Wie schon in den Abenteuern des kleinen Nick (in Zusammenarbeit mit dem Asterix-Texter René Goscinny), in der Erzählung des Herrn Sommer (gemeinsam mit "Das Parfüm"-Autor Patrick Süsskind), in der Geschichte des Fahrradhändlers Paul Tamburin oder in dem Rätsel um die Veränderung des Monsieur Lambert - die Texte in Sempés Werken sind kurz und knapp gehalten und auf das Notwendigste reduziert. Der besondere Zauber der Geschichten entsteigt den Zeichnungen des Franzosen. "Ich glaube, man erfasst die Dinge erst, wenn man sie zeichnet", so Sempé, der die Welt in Bilder ordnet, um sie so besser zu verstehen. Dem Leser ermöglicht er das Verständnis dieser wohlbehüteten Welt der Nostalgie und Melancholie durch den Detailreichtum seiner liebevollen Zeichnungen. Wohlbehütet heißt an dieser Stelle keineswegs frei von Traurigkeit, doch ist die Traurigkeit in Sempés Bildgeschichten von einer Anmut, dass es fast schon wieder Freude macht, diese reine und unschuldige Empfindung derart neu zu entdecken.
Sempés Neigung zum Melancholischen im harten und oft rücksichtslosen Alltag beweist die Cartoonsammlung "Für Romantiker". In der kleinen, in der Rubrik "Diogenes Cartoon Classics" erschienenen Auslese sind amüsante und nachdenkliche Zeichnungen des Franzosen versammelt, die die Erfolge, Hoffnungen und verzweifelten Momente des Romantikers in dem rauen und allzu oft rücksichtslosen Alltag unserer Gegenwart widerspiegeln. Sempés Romantik beschränkt sich dabei keineswegs auf die zweisamen Momente bei Kerzenschein. Es geht um die Erlösung von der inneren Einsamkeit, den Einklang mit sich selbst, um eine alles umspannende Zufriedenheit. Jeder Romantiker wird sich in einigen Zeichnungen Sempés wiedererkennen und so mancher angeblicher Nicht-Romantiker wird feststellen, dass in ihm ein größerer Träumer steckt, als er bisher dachte. Romantik, das macht Sempé deutlich, ist in jeder noch so absurden Situation möglich - man muss sie nur wollen.

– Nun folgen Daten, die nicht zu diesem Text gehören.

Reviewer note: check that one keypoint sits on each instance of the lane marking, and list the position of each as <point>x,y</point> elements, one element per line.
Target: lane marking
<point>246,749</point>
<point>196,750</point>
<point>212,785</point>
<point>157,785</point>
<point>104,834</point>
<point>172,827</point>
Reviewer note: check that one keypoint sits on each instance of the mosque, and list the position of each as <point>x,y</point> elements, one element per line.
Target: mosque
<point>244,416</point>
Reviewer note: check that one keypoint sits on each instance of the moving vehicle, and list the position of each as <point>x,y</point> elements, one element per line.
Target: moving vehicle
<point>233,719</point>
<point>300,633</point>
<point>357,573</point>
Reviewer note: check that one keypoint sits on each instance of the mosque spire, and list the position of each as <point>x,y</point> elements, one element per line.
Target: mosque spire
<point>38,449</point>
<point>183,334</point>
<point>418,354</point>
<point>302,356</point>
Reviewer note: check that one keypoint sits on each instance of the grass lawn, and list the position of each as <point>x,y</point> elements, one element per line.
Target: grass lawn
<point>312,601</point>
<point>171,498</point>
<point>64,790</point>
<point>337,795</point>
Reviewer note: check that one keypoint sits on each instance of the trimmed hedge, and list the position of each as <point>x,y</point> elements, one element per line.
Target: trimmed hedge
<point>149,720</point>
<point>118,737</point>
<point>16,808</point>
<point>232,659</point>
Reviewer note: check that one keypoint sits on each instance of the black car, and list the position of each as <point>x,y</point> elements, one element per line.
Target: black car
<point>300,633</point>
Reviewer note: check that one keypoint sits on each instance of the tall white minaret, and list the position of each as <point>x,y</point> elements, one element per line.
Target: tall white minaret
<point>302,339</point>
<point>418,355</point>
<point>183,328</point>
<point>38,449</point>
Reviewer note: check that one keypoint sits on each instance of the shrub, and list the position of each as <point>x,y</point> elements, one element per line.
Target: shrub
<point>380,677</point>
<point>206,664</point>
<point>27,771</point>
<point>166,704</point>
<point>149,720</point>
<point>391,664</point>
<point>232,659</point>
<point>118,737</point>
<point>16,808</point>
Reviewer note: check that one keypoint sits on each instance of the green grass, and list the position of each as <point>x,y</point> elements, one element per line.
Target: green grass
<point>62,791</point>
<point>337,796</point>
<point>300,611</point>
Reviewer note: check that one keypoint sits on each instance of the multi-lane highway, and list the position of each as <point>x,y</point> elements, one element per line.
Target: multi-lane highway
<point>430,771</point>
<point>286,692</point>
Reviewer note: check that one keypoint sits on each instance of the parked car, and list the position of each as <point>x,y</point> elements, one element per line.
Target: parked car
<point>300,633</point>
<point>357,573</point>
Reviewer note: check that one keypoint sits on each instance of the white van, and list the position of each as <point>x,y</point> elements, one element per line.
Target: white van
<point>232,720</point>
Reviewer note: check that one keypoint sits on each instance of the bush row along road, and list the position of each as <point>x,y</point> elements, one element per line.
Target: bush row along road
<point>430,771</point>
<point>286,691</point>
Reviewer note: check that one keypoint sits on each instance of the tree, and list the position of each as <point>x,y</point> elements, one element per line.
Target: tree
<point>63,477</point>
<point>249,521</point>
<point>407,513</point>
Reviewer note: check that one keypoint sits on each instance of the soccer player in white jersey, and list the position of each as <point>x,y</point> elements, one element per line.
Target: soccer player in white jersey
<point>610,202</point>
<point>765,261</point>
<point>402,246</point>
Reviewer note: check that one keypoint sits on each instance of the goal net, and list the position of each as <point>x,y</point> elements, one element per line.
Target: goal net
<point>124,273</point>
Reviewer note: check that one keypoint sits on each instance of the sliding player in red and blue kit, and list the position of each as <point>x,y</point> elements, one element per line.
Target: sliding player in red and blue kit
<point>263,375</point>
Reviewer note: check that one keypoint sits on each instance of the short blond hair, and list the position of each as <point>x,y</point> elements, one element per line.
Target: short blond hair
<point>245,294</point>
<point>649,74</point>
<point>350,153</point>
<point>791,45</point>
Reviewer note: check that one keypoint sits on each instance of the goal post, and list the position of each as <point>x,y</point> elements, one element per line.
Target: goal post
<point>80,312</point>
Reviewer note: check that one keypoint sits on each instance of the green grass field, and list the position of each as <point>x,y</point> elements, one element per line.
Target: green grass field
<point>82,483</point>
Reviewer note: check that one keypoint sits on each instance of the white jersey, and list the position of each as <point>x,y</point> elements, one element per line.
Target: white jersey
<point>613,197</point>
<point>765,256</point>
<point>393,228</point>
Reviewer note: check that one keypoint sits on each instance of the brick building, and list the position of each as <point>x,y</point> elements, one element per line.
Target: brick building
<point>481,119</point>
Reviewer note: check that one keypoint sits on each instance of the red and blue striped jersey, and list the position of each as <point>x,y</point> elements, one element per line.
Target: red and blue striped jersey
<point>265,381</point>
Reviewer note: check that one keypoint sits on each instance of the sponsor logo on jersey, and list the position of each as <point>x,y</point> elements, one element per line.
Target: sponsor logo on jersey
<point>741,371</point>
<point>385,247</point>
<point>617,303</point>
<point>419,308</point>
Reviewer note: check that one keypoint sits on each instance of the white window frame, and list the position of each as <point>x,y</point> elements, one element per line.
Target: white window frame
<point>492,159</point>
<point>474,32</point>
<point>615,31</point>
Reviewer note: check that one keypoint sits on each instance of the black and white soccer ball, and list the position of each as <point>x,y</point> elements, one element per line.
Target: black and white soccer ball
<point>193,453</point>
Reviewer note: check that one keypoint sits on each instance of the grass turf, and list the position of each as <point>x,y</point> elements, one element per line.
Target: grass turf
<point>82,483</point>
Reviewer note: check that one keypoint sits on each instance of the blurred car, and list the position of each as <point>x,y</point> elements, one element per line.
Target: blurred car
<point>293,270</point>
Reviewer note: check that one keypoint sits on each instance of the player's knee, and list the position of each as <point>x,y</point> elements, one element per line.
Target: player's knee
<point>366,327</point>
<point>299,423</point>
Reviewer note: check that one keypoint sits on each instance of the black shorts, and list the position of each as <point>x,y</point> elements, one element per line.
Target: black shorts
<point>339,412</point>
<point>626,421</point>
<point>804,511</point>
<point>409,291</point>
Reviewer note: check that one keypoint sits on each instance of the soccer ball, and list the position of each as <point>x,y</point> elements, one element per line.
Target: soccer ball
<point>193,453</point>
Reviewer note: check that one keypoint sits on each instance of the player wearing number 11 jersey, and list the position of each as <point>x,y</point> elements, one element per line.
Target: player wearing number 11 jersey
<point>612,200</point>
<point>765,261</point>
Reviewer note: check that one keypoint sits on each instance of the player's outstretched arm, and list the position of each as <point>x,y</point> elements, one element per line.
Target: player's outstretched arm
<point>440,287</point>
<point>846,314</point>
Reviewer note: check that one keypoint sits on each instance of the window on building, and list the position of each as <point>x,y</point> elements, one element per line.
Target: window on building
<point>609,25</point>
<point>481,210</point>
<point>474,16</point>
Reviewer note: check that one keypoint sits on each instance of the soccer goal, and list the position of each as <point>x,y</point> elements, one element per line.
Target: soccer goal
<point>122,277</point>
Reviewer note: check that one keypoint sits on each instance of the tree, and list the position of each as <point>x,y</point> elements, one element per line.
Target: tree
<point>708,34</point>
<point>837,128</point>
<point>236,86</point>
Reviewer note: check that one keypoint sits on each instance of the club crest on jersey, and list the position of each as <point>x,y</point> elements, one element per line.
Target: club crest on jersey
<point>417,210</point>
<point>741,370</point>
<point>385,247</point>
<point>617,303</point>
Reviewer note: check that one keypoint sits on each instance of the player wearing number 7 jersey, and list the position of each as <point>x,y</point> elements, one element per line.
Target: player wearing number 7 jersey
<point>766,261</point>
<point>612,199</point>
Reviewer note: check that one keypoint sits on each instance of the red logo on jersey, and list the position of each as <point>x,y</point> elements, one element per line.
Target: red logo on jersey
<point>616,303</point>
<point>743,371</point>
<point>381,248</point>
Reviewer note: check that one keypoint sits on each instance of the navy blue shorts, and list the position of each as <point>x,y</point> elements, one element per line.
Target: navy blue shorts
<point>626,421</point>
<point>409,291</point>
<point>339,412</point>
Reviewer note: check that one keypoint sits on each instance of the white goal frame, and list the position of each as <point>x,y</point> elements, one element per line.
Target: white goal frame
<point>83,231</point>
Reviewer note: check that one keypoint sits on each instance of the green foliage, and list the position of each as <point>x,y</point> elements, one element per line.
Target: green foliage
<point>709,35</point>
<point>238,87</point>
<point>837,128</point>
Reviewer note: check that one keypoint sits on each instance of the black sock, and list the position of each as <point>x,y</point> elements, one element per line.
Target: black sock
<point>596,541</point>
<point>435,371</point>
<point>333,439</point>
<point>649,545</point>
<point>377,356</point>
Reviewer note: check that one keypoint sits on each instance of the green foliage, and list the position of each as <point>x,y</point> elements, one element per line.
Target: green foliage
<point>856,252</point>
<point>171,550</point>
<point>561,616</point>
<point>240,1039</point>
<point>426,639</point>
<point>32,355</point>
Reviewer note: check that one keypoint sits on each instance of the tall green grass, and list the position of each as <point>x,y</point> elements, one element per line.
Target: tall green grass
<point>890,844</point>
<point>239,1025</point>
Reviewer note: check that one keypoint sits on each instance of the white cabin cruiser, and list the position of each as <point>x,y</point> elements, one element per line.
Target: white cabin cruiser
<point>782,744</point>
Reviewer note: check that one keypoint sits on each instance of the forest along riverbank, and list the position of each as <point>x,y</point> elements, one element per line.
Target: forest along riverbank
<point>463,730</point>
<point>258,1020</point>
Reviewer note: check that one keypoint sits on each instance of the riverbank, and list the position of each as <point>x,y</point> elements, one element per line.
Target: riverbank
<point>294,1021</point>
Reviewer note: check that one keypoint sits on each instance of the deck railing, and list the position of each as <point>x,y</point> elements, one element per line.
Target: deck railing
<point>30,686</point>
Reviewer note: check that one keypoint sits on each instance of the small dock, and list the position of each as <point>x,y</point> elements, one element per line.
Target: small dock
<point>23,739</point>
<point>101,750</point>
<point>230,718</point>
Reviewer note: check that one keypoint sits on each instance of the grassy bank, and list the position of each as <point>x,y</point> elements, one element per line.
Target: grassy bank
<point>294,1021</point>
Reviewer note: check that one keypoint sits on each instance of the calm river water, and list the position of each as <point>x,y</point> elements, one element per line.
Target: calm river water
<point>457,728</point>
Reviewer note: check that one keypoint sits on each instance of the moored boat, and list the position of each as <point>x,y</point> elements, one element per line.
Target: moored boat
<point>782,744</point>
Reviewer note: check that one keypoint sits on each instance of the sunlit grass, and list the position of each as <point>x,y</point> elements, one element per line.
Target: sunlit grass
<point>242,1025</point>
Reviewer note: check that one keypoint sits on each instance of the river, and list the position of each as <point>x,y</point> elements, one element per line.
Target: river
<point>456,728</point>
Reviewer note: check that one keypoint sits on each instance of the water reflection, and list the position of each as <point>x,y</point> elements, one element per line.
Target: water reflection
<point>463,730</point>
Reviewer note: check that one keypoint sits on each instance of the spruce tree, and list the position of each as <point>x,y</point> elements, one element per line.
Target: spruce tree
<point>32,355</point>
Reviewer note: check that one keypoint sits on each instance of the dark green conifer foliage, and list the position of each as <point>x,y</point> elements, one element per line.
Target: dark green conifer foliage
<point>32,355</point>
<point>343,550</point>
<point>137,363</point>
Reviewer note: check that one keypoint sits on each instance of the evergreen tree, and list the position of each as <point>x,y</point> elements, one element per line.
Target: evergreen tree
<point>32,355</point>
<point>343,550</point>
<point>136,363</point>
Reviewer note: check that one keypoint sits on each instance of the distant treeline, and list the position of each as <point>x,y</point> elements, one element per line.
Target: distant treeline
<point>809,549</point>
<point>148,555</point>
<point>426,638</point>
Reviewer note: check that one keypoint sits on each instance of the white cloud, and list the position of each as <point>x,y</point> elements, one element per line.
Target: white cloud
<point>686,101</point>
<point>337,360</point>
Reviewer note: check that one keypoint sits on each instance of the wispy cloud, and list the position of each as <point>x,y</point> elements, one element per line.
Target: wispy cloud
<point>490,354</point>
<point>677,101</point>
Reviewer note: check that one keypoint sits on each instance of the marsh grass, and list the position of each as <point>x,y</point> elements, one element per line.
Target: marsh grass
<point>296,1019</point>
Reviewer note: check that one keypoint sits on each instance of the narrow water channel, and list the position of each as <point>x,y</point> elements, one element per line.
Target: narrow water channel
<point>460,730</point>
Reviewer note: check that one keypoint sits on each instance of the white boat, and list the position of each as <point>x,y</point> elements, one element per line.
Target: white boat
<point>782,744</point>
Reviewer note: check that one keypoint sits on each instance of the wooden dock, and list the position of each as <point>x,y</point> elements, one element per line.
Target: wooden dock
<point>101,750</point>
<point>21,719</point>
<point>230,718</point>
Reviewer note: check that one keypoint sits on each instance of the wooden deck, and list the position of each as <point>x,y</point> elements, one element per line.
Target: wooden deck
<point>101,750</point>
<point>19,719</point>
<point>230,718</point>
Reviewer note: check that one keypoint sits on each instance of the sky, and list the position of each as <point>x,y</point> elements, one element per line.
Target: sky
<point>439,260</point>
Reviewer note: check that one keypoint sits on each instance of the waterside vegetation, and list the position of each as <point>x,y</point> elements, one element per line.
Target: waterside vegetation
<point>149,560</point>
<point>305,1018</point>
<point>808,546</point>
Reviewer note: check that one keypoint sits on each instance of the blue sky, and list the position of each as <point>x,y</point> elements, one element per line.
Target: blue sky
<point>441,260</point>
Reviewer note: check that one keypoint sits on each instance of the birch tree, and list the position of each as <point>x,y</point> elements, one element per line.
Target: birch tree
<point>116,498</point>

Sempés Helden des Alltags haben es selten leicht, so dass ihnen die Sympathie des Lesers geradewegs zufliegt. Sie haben mit dem Leben zu kämpfen und spiegeln damit den Alltag des gemeinen Bürgers, dem es oft nicht anders geht und der dabei den Blick auf die menschliche Komödie zuweilen verliert. Daher stellen die Text-Bild-Erzählungen von Jean Jacques Sempé literarisch-bildliche Grundnahrungsmittel dar, die den Einzelnen davor bewahren, an der Tragikomödie des Lebens unterzugehen. Sempé ist ein Genuss und eine Wohltat für alle vom Alltag geplagten Seelen.